Certain severe side effects can be related to the infusion rate. The recommended infusion rate given in the prescribing information must be followed closely. Patients must be observed during and after the infusion and carefully monitored for symptoms of any kind.
See prescribing information for full details.
Adverse reactions such as chills, headache, dizziness, fever, vomiting, allergic reactions, nausea, arthralgia, low blood pressure and moderate low back pain may occur occasionally in connection with intravenous administration of human immunoglobulin.
Rarely human normal immunoglobulins may cause a sudden fall in blood pressure and, in isolated cases, anaphylactic shock, even when the patient has shown no hypersensitivity to previous administration.
Cases of reversible aseptic meningitis and rare cases of transient cutaneous reactions have been observed with human normal immunoglobulin.
Reversible haemolytic reactions have been observed in patients, especially those with non-0 blood groups in immunomodulatory treatment. Rarely, haemolytic anaemia requiring transfusion may develop after high dose IVIg treatment.
Increase in serum creatinine level and/or acute renal failure have been observed.
Very rarely: Transfusion related acute lung injury and thromboembolic reactions such as myocardial infarction, stroke, pulmonary embolism and deep vein thromboses.
See prescribing information for full details.
Live attenuated virus vaccines
Immunoglobulin administration may impair for a period of at least 6 weeks and up to 3 months the efficacy of live attenuated virus vaccines such as measles, rubella, mumps, and varicella.
After administration of this medicinal product, an interval of 3 months should elapse before vaccination with live attenuated virus vaccines. In the case of measles, this impairment may persist for up to 1 year.
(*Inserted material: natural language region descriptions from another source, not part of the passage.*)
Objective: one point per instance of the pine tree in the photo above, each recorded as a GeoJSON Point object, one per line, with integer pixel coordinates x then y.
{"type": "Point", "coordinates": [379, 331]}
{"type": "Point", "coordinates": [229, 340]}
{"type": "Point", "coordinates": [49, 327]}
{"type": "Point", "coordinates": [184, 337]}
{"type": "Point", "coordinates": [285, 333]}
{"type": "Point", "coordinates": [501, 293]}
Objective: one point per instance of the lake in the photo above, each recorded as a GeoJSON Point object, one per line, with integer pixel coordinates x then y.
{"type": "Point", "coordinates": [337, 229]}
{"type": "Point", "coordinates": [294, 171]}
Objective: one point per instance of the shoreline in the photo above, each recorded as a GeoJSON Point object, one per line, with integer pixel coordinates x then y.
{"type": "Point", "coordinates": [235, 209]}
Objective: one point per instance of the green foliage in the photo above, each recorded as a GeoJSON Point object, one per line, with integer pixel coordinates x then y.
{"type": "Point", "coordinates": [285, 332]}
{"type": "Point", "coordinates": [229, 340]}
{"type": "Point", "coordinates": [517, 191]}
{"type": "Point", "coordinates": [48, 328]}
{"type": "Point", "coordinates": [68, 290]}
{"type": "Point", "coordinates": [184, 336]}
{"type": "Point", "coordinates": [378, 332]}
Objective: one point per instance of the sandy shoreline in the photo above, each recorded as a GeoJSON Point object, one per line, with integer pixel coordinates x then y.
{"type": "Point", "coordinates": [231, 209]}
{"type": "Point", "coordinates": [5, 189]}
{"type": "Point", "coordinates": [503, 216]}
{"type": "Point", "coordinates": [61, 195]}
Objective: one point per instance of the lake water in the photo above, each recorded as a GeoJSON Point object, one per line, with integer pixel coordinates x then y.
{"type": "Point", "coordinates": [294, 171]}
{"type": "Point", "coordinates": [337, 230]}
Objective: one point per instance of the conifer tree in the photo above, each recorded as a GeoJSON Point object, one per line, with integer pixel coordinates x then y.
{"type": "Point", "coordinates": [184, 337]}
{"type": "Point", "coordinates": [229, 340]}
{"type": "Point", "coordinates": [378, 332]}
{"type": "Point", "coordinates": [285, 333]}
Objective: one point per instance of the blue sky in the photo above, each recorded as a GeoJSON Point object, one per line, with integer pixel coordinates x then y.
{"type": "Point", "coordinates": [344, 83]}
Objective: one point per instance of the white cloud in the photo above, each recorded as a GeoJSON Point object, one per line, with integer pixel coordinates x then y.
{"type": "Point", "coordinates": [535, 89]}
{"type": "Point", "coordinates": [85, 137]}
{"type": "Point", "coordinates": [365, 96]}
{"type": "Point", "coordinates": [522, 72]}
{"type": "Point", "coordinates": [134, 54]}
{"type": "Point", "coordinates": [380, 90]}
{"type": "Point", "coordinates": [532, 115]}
Therefore, patients receiving measles vaccine should have their antibody status checked.
Paediatric population: Although limited data is available, it is expected that the same interactions may occur in the paediatric population.
Pregnancy and Lactation
Pregnancy: The safety of this medicinal product for use in human pregnancy has not been established in controlled clinical trials and therefore should only be given with caution to pregnant women and breast-feeding mothers. IVIg products have been shown to cross the placenta, increasingly during the third trimester. Clinical experience with immunoglobulins suggests that no harmful
effects on the course of pregnancy, or on the foetus and the neonate are to be expected.
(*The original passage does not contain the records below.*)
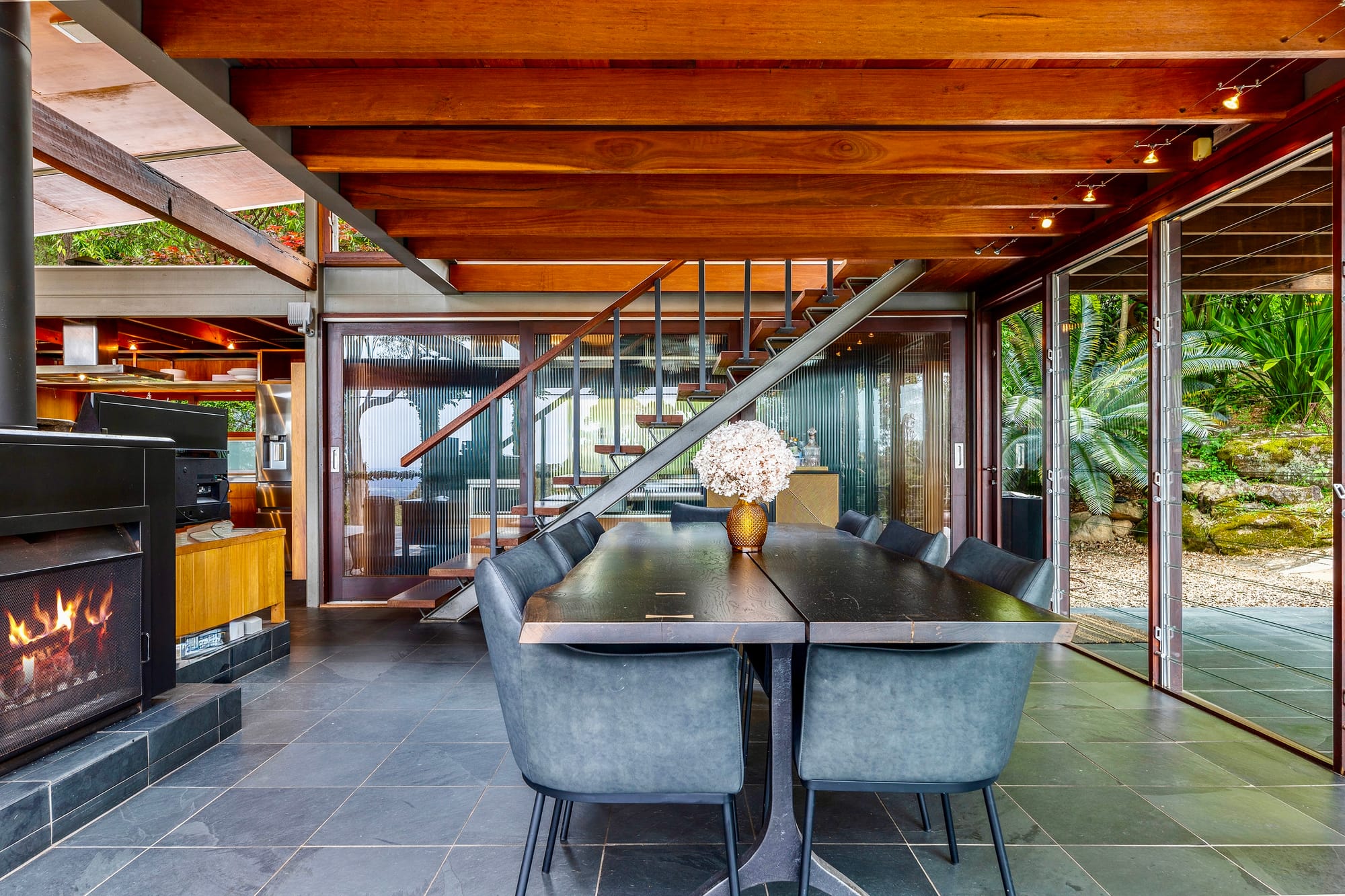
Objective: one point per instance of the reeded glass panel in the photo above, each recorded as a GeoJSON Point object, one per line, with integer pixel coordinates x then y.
{"type": "Point", "coordinates": [1257, 456]}
{"type": "Point", "coordinates": [1108, 384]}
{"type": "Point", "coordinates": [399, 391]}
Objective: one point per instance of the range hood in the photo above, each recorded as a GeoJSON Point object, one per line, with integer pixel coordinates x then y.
{"type": "Point", "coordinates": [89, 354]}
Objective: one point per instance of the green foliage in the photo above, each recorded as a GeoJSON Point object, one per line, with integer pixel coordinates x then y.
{"type": "Point", "coordinates": [243, 415]}
{"type": "Point", "coordinates": [1109, 396]}
{"type": "Point", "coordinates": [1289, 339]}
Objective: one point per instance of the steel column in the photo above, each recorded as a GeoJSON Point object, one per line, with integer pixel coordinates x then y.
{"type": "Point", "coordinates": [1165, 435]}
{"type": "Point", "coordinates": [658, 352]}
{"type": "Point", "coordinates": [747, 310]}
{"type": "Point", "coordinates": [18, 279]}
{"type": "Point", "coordinates": [1056, 435]}
{"type": "Point", "coordinates": [701, 326]}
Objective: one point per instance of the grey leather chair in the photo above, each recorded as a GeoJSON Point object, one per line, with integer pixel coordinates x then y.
{"type": "Point", "coordinates": [567, 544]}
{"type": "Point", "coordinates": [933, 548]}
{"type": "Point", "coordinates": [859, 525]}
{"type": "Point", "coordinates": [610, 728]}
{"type": "Point", "coordinates": [949, 728]}
{"type": "Point", "coordinates": [592, 526]}
{"type": "Point", "coordinates": [695, 513]}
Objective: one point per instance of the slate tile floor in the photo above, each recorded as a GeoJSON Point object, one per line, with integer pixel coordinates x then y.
{"type": "Point", "coordinates": [373, 760]}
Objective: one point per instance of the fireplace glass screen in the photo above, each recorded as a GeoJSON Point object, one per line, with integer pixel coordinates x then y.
{"type": "Point", "coordinates": [73, 649]}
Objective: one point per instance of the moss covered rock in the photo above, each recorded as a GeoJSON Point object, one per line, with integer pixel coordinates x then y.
{"type": "Point", "coordinates": [1272, 529]}
{"type": "Point", "coordinates": [1292, 459]}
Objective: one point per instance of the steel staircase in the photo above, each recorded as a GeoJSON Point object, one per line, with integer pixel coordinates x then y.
{"type": "Point", "coordinates": [773, 349]}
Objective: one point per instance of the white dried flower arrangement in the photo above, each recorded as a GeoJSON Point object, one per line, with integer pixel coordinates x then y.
{"type": "Point", "coordinates": [747, 460]}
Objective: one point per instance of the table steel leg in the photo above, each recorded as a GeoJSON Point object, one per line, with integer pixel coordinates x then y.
{"type": "Point", "coordinates": [775, 856]}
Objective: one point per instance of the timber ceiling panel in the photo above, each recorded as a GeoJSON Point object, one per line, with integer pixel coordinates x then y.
{"type": "Point", "coordinates": [609, 131]}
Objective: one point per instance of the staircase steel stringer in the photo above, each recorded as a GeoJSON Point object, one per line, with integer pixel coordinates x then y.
{"type": "Point", "coordinates": [832, 327]}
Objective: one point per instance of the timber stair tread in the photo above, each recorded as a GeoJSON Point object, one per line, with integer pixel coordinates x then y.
{"type": "Point", "coordinates": [625, 450]}
{"type": "Point", "coordinates": [459, 567]}
{"type": "Point", "coordinates": [545, 507]}
{"type": "Point", "coordinates": [586, 479]}
{"type": "Point", "coordinates": [735, 361]}
{"type": "Point", "coordinates": [427, 595]}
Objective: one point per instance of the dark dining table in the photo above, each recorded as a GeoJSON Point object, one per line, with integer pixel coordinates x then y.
{"type": "Point", "coordinates": [683, 584]}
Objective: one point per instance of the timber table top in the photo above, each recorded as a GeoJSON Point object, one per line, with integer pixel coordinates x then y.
{"type": "Point", "coordinates": [656, 583]}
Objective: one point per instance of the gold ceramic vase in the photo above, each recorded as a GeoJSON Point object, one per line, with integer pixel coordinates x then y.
{"type": "Point", "coordinates": [747, 526]}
Experimental studies of the excipient L-proline carried out in animals found no direct or indirect toxicity affecting pregnancy, embryonal or foetal development.
Lactation: Immunoglobulins are excreted into the milk and may contribute to protecting the neonate from pathogens which have a mucosal portal of entry.
Overdose may lead to fluid overload and hyperviscosity, particularly in patients at risk, including elderly patients or patients with cardiac or renal impairment.